Exploiting Besieged Syrians
"They have provided detailed information on shortages of food, water, qualified physicians, and medicine. This has led to acute malnutrition and deaths among vulnerable groups in the town."
"Siege tactics, by their nature, target the civilian population by subjecting them to starvation, denial of basic essential services and medicines."
"Such methods of warfare are prohibited under international humanitarian law and violate core human rights obligations with regard to the rights to adequate food, health and the right to life, not to mention the special duty of care owed to the well-being of children."
Paulo Pinheiro, chairman, UN commission of inquiry documenting war crimes in Syria
"We saw people who are clearly malnourished, especially children, we saw people who are extremely thin, skeletons, that are now barely moving."
"We saw people that are desperate, people that are cold, people that angry, people that have almost lost hope that the world cares about their plight."
"Many more will die if the world does not move faster."
Yacoub El Hillo, UN resident and humanitarian coordinator, Syria
"You could see many were malnourished, starving. They were skinny, tired, severely distressed. There was no smile on anybody's face."
"The children I talked to said they had no strength to play."
Elizabeth Hoff, WHO representative, Damascus
"Twelve people died last week, six of them children. There are 1,500 patients here suffering chronic diseases which require treatment or medicine which is not available. People are eating grass, and rice of it's available."
Dr. Omar Hakim, Moadhamiya, Damascus
Aid was finally able, through the agreement of the regime authorities, to reach desperate people in Madaya northwest of Damascus. This is where government forces have been starving out the residents, viewing them as supporters of the Syrian Sunni rebels. It was from Madaya that photographs of skeletal residents reached the notice of the international public, evoking outrage that such medieval tactics of siege warfare were taking place.
But, in fact, this is what Bashar al Assad's forces have been engaging in, among other atrocities of barbarism throughout this conflict. It is all about punishing Syria's Sunni majority for criticizing their Shiite Baathist government in its elevation of the Alawite minority, as members of Assad's own tribal-sectarian community.
Those workers with the United Nations who brought humanitarian aid through their convoy to Madaya two weeks earlier described horrendous conditions of severe malnutrition leading to death. While Madaya's population of 42,000 is suffering gravely, there is an estimated 400,000 people living in siege conditions, according to the United Nations.

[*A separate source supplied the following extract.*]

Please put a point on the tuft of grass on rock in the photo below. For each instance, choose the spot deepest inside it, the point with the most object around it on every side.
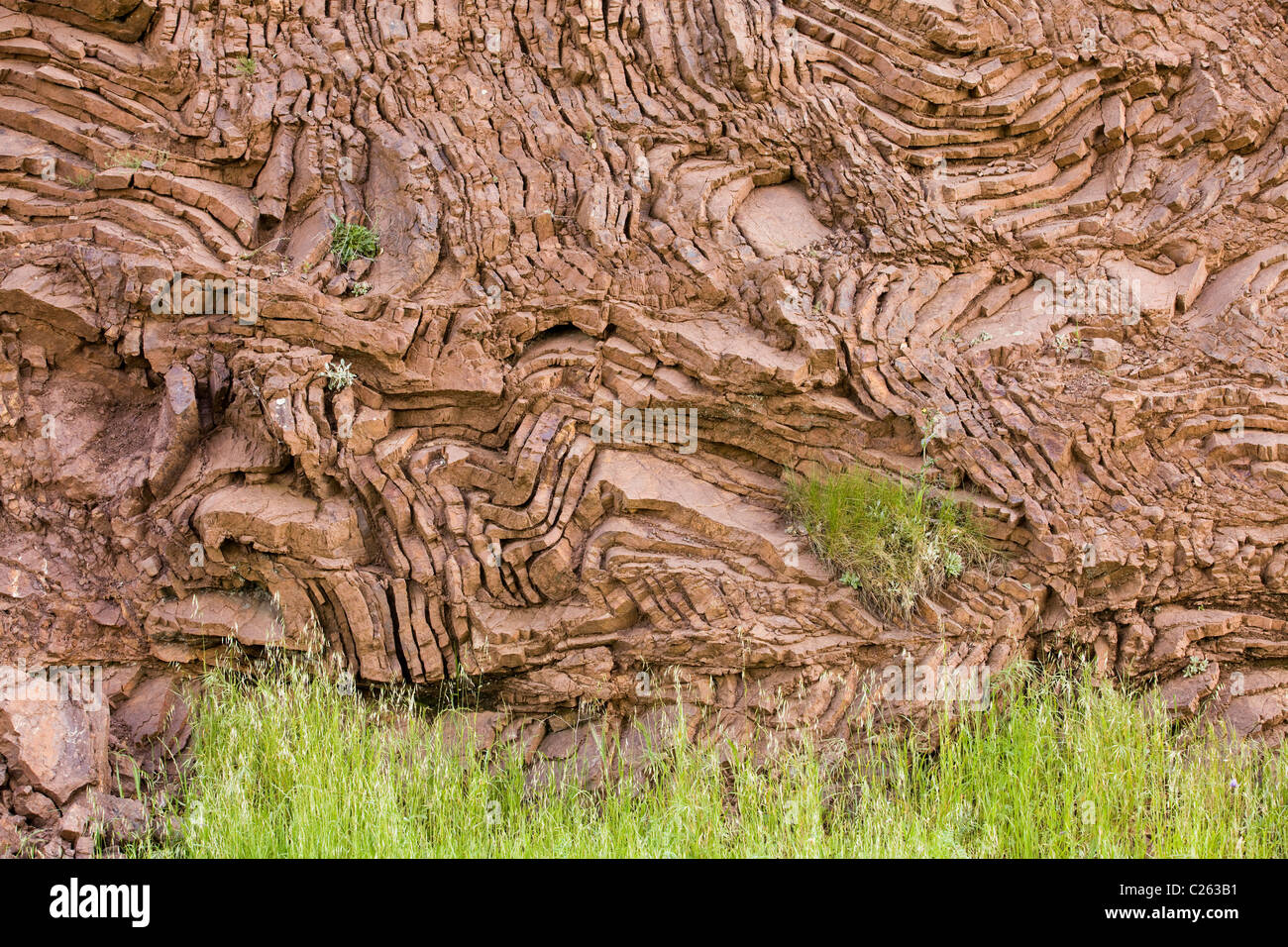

An additional four million Syrians whose situation is tenuously existential as a result of "hard to reach areas", also pose a problem for which a solution is nowhere to be seen. Other than miraculously removing the source of all the problems, the Alawite government of Bashar al Assad and liberating Syria from its malign influence and bloody attacks on civilians who happen to practise the 'wrong' form of Islamic allegiance.
Madaya was not even on the list of the "besieged" communities whom aid groups estimate total in excess of a million, effectively doubling the number that the United Nations claims to have been affected by the government siege tactics. In the UN's humanitarian plans for Syria the language has been altered to remove the words "siege" and "besieged", for the obvious purpose of mollifying Assad.
The softened language perhaps a bit of bait to bring him to a negotiating table for peace talks. Even though his officials have as good as stated they will be present to listen, and nothing more.
The UN plan stresses that ISIL and other rebel groups are also engaged in laying siege to Shiite towns. However the numbers of regime-surrounded populations vastly outnumber by 49 to 52 those under siege by rebels. Moreover, the regime's planes fly on missions to drop relief supplies to those besieged by ISIL or rebel groups. Something that the rebels obviously have no resort to.
Stockpiles of aid are planned to be delivered by Care International to areas being attacked by the regime. "We have to fill warehouses so that if routes are closed, people inside have a chance to survive for as long as it takes for the international community to negotiate", explained Abu Fares, a volunteer using contact networks to bring supplies into areas of Homs province surrounded by regime forces.